Project August 24, 2019
The Psyche of Syria's War Survivors
15-year-old Syrian journalist Muhammad Najem documented war, giving his life purpose. Speaking in English to a Western audience, his selfie-videos covered the Syrian regime's battle in the besieged enclave of his village in Eastern Ghouta in March 2018. Shortly after, his family was forced to evacuate to Idlib on a bus convoy, and eventually, he ended up in Istanbul as an asylum seeker.
Even though Najem is in Istanbul safe from the Assad regimes' bombs, his mind continues to be absorbed by the precarious situation of his country. Najem's story sheds light on how war is experienced by its survivors even when that war is allegedly over. This issue has received little to no international coverage: the common narrative states that the conflict is winding down. Yet, the indiscriminate Syrian-Russian bombing campaign occurring in Idlib right now—where half of Muhammad's family is based—shatters these illusions and causes inordinate mental health issues for many, with teens being the most vulnerable.

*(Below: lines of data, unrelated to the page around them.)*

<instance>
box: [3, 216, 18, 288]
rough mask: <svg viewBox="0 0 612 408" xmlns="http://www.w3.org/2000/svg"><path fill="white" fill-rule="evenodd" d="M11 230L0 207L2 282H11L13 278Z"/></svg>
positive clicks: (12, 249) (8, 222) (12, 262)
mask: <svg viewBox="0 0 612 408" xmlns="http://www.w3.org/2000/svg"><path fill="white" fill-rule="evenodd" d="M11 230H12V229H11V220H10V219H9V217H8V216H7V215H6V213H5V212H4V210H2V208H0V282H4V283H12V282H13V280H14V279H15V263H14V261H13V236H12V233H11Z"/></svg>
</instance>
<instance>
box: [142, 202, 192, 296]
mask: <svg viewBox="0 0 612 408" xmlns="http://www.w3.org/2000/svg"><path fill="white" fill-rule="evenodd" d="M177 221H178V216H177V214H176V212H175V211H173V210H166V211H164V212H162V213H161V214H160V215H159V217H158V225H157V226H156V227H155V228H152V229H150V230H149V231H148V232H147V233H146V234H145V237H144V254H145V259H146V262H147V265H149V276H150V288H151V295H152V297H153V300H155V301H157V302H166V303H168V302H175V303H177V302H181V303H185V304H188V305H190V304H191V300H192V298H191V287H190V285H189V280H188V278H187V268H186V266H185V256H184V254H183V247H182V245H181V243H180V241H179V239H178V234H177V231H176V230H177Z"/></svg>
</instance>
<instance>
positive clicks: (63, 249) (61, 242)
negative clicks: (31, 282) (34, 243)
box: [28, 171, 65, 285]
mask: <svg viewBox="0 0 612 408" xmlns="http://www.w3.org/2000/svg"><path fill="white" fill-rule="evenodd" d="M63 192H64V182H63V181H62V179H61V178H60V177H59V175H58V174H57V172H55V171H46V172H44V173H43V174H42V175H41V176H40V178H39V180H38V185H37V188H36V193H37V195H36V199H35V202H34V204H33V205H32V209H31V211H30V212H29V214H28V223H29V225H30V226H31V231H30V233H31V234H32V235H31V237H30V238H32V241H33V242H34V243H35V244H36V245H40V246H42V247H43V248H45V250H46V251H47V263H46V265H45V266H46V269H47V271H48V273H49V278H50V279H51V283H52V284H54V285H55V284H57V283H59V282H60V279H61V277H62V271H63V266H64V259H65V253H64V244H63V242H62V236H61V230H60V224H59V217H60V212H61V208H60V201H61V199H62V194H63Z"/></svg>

This project looks at the mental health consequences endured by a child social media icon and more generally at the psychological picture of Syrians under increased Assad regime bombardment or who have family living there. How are people coping with these horrors and sense that their life is worthless? Turkey hosts 3.6 million Syrian refugees and is concerned the current attack on Idlib will push another major influx of refugees. Yet, are time and resources of Turkish civil society devoted only to security? And are there any left for addressing mental health issues?